Она поднимает на сестру огромные и печальные свои глаза.
— Конечно, будешь, Валечка, — отвечает ей сестра неестественно живым и веселым голосом и отворачивается.
Деревня Вани Громова, Новинки Волоколамского района, в начале зимы оказалась на линии фронта.
Ваня видел первую немецкую атаку. Они шли в рост, пытаясь внести панику в ряды наших бойцов. Ваня отнесся к атаке так же спокойно, как и бойцы.
Когда подбило ноги двум связным, Ваня волоком вытащил их из огня, перевязал, отвез в лазарет и опять вернулся.
Наши прикрывали отход на новые позиции. Когда они стали отходить, Ваня нашел еще раненого. Пока он его перевязывал, в деревню вошли немцы. Ваню как пленного отправили в штаб.
Его ввели в избу, где были два офицера, переводчик и еще трое военных. В углу у печки сидела старушка-хозяйка.
Его спрашивали, не солдат ли он, не коммунист ли. Ваня, улыбаясь, ответил, что у нас ни в армию, ни в партию не берут малолетних.
После краткого допроса старушку выгнали. Офицер выдвинул на середину избы стол. Ваня решил, что его будут вешать. Но офицер сказал ему: «Шпать, шпать» и положил голову на руку.
«Ну, значит, не повесят», подумал Ваня и лег.
Офицер снял с себя ремни, раздвинул Ване ноги и привязал их к ножкам стола. Ремней нехватило, сняли их у переводчика и еще у одного. Затянули руки ремнями и сели курить. Если мальчик шевелился, кричали на него.
Он лежал и смотрел на мучителей. Взгляд его был, видимо, ужасен — один из фашистов прикрыл ему глаза рукой и еще пальцем погрозил: «Не гляди!» и ушел во двор.

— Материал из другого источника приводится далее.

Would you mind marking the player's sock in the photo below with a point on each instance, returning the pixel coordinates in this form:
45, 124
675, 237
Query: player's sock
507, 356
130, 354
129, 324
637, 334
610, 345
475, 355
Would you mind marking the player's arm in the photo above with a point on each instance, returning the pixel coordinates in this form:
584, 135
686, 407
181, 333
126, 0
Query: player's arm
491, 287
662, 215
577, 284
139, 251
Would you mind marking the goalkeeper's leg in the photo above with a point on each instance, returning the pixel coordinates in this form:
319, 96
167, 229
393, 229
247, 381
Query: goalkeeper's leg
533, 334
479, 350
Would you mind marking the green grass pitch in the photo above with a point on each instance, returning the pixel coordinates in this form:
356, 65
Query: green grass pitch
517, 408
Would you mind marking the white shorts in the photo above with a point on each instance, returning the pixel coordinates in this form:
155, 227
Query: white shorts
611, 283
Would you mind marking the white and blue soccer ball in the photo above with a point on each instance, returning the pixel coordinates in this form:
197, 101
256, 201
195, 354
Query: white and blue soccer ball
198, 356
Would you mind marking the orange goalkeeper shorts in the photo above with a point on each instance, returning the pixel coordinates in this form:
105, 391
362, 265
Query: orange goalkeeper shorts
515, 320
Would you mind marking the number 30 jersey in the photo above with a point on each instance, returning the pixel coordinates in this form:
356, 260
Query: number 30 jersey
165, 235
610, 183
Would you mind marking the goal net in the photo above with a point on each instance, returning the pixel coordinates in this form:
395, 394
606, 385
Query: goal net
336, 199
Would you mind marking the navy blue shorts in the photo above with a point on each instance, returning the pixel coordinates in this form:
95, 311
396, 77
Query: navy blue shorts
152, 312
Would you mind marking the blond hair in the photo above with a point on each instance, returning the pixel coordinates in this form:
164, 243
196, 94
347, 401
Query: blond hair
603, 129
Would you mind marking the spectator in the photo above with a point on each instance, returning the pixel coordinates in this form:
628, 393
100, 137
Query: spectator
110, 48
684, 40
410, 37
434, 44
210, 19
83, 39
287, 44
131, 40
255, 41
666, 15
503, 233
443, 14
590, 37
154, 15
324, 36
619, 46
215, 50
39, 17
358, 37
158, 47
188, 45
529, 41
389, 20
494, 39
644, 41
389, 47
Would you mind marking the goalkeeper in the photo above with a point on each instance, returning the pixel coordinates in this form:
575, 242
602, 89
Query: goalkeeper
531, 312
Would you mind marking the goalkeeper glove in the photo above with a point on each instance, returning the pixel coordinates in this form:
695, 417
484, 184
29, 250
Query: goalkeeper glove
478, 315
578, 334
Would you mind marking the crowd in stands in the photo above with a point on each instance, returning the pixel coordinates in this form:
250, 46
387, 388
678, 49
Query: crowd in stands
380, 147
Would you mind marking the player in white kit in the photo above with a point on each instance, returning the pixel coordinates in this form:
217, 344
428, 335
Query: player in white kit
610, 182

Через несколько минут вернулся, в руках у него была слесарная ножовочная пила. Опять крикнул: «Рус, не гляди!»
Но он глядел не отрываясь. Мальчишеская гордость не позволяла закрыть глаза. Голова у него свесилась за край стола, руки затекли, но он все смотрел.
Все шестеро, пересмеиваясь, столпились возле связанного ребенка, оттянули ему раненую правую руку. Мальчик вдруг почувствовал на руке острый холодок стали.
— Уже начали пилить, а я все не верю, — говорит Ваня, — не верю, что могут такое сделать.
Они могут всё: шесть взрослых мужчин, покуривая и смеясь, пилили руку ребенку.
Ваня не помнит, кричал ли он. Может быть, даже не кричал.
— Как перепилили кожу, так я стал без памяти.
Когда Ваня пришел в себя, изба была пуста, он лежал на полу, залитом кровью, подле него стоял на коленях русский санитар и бережно гладил его по взмокшей голове, приговаривая участливо: «Ничего, паренек, не робей, я крепко перевязал».
Ваня думал, что он уже у своих, что его отбили. Оказалось, санитар, тоже пленный, остался в селе с тяжело раненными. Его вызвали, чтобы перевязать Ване руку. Кисть была отпилена начисто.
«Знаешь, они смеялись, — рассказывал Ване санитар, — говорили: «Ты больше зольдат никс, стрелять никс» — воевать никогда не сможешь».
«Ну, это мы посмотрим — никс или как! Мое слово последнее», ответил мальчик, снова теряя сознание.
Ваня через три недели убежал от фашистов к матери. Живя в деревне, с гноящейся рукой он ухитрялся помогать партизанам. Когда вошла Красная армия, его отвезли в госпиталь. Сейчас рука уже подживает.
— Как новая кожа у меня нарастет, уйду на фронт, — говорит он твердо. — Я уже левой рукой стрелять научился, а в разведку и тем более гожусь. Пусть посмотрят — никс или как.
ТО, ЧТО РАССКАЗАНО ЗДЕСЬ, ПОДТВЕРЖДАЮТ ТЫСЯЧИ СВИДЕТЕЛЕЙ
Мальчики играли в войну, пыхтели, пытаясь повалить друг друга, и сердились, если враг не падал. Кончилось тем, что были убиты все, кроме командира. Он оглянулся, вытер со лба пот и вдруг закричал:
— Убитые, встаньте! Родина приказывает.
Все поднялись и убежали для нового формирования.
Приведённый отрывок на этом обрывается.